Limoges n'est pas loin de Clermont-Ferrand (3)

 

"Il y avait encore quelques salons bleus à Limoges, de plus en plus rares, et celui des Rouargue était un des derniers. Il y avait eu, en effet, une sorte de toquade générale pour le velours bleu d'ameublement dans cette ville, des années auparavant, et certaines familles, pour des raisons généralement financières - ou de fidélité -, les avaient conservés. En entrant dans le salon des Rouargue, Gilles eut ainsi l'impression que son enfance lui sautait à la tête, il revit mille goûters, mille heures d'ennui à attendre les parents sur un pouf, mille rêveries à base de bleu passé." 

* * * 

"Allongé, la tête dans ses bras, il revoyait la prairie au bord de la rivière, l’arrivée de Nathalie ; il respirait l'odeur de l'herbe chaude, il voyait les peupliers osciller doucement au-dessus de lui et la promesse étrange dans les yeux clairs de Nathalie."

* * *
"Il avait envie de tout envoyer promener : Paris, ses intrigues, ses ukases, ses hypocrisies. Il voulait retrouver la campagne et les salons de Limoges, résignés, fragiles et bleus comme les yeux de son beau-frère. Il allait téléphoner à Nathalie et lui demander conseil. Elle saurait. Il y avait quelque chose d'inflexible en elle, de naturellement pur. Et donc il avait grand besoin." 

* * *
 "Ce train n'en finissait pas de traverser la France. Il y avait d'abord eu, en quittant la gare, ces longues banlieues étirées que la lumière du soleil d'été, avant la nuit, rendait presque poétiques. Puis les premières prairies avant la Loire, toute cette herbe verte et luisante, encadrées par l'ombre démesurément allongée des arbres, puis la Loire elle-même déjà grise.

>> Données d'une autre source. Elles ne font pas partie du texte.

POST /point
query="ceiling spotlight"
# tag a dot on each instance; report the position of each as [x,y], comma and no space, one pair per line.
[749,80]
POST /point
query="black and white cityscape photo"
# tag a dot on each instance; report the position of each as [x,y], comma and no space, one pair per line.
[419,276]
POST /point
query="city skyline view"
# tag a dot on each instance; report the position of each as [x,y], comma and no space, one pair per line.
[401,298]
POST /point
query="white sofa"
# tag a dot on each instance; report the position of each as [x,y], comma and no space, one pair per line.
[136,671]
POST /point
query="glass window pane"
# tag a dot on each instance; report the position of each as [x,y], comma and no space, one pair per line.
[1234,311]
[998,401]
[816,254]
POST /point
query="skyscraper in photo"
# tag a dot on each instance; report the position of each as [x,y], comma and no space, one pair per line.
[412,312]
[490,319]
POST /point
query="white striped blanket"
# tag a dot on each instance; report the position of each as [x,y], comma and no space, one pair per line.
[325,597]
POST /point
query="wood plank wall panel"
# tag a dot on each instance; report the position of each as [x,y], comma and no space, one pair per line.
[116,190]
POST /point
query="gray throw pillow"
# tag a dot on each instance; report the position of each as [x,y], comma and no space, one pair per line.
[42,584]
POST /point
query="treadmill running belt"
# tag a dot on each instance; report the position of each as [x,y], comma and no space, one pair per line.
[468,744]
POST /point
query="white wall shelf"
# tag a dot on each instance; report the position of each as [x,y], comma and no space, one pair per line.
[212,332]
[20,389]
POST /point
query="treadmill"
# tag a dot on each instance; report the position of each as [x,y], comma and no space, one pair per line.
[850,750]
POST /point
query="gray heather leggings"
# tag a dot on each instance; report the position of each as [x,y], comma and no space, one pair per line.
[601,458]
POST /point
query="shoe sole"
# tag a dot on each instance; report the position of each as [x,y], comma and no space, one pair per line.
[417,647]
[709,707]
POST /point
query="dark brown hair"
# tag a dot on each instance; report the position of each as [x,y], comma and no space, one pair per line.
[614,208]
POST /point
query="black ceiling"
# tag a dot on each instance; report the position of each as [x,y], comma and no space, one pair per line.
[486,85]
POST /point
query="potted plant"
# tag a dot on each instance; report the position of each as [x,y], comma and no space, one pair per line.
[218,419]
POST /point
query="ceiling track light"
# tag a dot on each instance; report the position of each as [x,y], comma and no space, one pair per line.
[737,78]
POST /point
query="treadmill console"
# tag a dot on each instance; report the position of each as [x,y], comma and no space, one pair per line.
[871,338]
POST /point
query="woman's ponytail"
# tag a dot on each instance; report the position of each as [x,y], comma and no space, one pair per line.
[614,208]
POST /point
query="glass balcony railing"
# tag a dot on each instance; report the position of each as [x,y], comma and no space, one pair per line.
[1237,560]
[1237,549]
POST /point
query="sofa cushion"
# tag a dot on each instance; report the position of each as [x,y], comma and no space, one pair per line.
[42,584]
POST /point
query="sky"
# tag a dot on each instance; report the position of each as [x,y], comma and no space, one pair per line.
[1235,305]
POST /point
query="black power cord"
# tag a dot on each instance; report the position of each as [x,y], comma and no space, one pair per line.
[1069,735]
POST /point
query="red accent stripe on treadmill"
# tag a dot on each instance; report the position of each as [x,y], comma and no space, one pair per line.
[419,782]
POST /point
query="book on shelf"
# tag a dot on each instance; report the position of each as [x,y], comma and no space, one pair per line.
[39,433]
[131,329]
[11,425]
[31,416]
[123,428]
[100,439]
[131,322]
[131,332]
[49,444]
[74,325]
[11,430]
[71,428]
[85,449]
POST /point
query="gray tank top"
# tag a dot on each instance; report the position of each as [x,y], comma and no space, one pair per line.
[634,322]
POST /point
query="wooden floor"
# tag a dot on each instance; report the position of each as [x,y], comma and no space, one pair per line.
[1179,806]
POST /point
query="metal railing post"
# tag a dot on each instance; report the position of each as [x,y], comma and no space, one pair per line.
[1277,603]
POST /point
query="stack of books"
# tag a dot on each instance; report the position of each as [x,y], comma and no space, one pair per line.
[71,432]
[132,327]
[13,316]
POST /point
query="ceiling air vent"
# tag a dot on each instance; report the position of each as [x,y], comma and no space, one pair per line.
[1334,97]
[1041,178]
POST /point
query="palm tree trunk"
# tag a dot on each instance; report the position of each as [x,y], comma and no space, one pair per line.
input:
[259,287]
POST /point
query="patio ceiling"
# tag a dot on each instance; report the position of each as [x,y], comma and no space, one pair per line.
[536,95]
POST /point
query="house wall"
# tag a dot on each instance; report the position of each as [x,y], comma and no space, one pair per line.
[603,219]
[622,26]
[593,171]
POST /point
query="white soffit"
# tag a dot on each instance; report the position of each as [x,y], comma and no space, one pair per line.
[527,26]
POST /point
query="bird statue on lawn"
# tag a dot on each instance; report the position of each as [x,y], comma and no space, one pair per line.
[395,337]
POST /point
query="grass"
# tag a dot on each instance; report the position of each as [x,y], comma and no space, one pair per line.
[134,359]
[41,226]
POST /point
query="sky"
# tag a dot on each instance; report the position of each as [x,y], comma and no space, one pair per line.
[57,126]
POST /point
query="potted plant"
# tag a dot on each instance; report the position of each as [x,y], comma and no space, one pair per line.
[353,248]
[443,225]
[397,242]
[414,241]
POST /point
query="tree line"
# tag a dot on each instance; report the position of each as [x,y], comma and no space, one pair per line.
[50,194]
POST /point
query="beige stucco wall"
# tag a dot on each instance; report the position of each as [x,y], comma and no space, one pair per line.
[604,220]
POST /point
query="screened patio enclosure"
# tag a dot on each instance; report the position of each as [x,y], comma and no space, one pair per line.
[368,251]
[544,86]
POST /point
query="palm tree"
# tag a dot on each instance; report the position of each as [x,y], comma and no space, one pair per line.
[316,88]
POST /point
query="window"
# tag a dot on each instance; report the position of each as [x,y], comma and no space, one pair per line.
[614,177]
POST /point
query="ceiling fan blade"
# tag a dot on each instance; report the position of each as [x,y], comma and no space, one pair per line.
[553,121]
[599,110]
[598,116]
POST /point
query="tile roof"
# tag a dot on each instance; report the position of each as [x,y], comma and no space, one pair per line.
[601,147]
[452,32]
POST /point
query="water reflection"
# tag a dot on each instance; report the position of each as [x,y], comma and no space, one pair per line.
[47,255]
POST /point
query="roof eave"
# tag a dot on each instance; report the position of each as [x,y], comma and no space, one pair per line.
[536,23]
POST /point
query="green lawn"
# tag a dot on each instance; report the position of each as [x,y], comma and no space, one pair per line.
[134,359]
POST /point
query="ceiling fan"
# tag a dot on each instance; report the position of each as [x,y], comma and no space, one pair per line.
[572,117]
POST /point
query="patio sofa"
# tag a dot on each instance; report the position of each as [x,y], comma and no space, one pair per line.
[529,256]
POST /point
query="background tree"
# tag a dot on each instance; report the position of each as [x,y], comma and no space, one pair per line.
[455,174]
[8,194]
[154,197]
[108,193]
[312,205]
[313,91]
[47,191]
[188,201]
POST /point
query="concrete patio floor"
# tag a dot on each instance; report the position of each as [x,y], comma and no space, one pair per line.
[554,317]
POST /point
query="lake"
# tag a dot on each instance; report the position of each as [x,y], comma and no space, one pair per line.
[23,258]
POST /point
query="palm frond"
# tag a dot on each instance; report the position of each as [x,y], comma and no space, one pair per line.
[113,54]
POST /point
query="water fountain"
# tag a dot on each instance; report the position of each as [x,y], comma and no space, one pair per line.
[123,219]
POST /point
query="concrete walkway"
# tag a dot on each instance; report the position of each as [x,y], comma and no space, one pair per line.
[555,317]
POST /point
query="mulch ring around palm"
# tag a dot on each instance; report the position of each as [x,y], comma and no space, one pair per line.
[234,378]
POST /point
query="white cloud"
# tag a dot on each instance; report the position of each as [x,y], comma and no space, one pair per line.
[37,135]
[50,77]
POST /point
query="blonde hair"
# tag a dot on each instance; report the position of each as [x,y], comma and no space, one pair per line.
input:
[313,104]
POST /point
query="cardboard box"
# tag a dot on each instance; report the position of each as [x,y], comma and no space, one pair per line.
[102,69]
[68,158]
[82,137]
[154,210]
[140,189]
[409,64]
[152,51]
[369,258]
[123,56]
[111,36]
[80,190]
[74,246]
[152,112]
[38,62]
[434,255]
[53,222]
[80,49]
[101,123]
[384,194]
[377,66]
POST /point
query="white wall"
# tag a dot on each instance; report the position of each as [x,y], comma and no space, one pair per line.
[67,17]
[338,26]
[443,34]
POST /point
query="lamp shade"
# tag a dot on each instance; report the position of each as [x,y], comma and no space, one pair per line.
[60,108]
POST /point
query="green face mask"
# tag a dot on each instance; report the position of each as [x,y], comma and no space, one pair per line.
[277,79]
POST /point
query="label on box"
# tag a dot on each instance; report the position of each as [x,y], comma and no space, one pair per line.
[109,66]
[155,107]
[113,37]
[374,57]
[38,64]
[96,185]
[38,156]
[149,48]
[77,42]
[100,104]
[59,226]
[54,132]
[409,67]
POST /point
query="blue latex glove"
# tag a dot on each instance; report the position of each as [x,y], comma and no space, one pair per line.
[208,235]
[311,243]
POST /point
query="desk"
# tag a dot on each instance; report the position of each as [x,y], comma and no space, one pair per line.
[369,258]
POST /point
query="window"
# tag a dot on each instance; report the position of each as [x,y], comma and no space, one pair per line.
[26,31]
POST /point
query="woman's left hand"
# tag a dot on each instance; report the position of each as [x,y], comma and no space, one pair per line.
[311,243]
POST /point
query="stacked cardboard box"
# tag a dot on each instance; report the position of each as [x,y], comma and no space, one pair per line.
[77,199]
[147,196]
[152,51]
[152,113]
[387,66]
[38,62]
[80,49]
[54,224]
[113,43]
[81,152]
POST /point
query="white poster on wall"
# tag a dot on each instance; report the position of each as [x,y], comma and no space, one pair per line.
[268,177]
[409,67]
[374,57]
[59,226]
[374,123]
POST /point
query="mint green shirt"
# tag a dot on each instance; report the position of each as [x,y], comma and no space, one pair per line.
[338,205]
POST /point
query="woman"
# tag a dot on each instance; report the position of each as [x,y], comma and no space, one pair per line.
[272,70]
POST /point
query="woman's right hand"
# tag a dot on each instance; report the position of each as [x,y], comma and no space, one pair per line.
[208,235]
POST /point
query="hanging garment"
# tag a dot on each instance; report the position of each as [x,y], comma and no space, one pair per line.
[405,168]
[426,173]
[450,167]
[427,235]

Puis il avait fait nuit et Gilles avait détourné son visage de la fenêtre, regardé les visages paisibles de ses compagnons de voyage. Il était bien dans ce train, il roulait inexorablement vers la maison de sa sœur, vers Nathalie, il roulait vers la paix et l'amour à la fois, et il lui semblait que c'était la première fois qu'il rencontrait dans son existence cette conjonction." 


jeudi 18 septembre 2014

Rue Monge


"Une dernière nouvelle, « Rue Monge », manuscrit de quarante-deux pages daté d'août 1944, connaîtra également une descendance cinématographique. Le narrateur, un jeune homme solitaire arpentant Paris, rencontre par hasard rue Monge une inconnue, durant l'été 1943. Il a dès lors la certitude qu'elle sera sa femme. Il la courtise avec insistance, la revoit. Mais entre-temps, il va passer une nuit chez Maud, une femme séduisante et élégante, cultivée et libertine. Il continue pourtant de fréquenter l'inconnue, qu'il finira par épouser. Ma nuit chez Maud est là, déjà, situé à Paris dans le Quartier latin et non à Clermont-Ferrand, vingt-cinq ans avant sa réalisation..."
Eric Rohmer, biographie de Antoine de Baecque et Noël Herpe



En 1957, Eric Rohmer s'installe au 72 rue Monge, près de la place. Il restera toute sa vie fidèle au Quartier latin, quittant ensuite la rue Monge pour la rue d'Ulm...
J'aurais donc pu le croiser, et d'ailleurs je l'ai peut-être croisé, qui sait ?

mardi 24 décembre 2013

You're innocent when you dream



C'est avec Tom Waits et le chaleureux et émouvant film Smoke de Wayne Wang, tiré du Conte de Noël d'Auggie Wren de Paul Auster, que Noël 69 à Clermont Ferrand souhaite de très bonnes fêtes à ses lecteurs, les occasionnels et particulièrement les fidèles, les discrets et ceux qui ont la gentillesse de déposer ici quelques mots doux de temps en temps.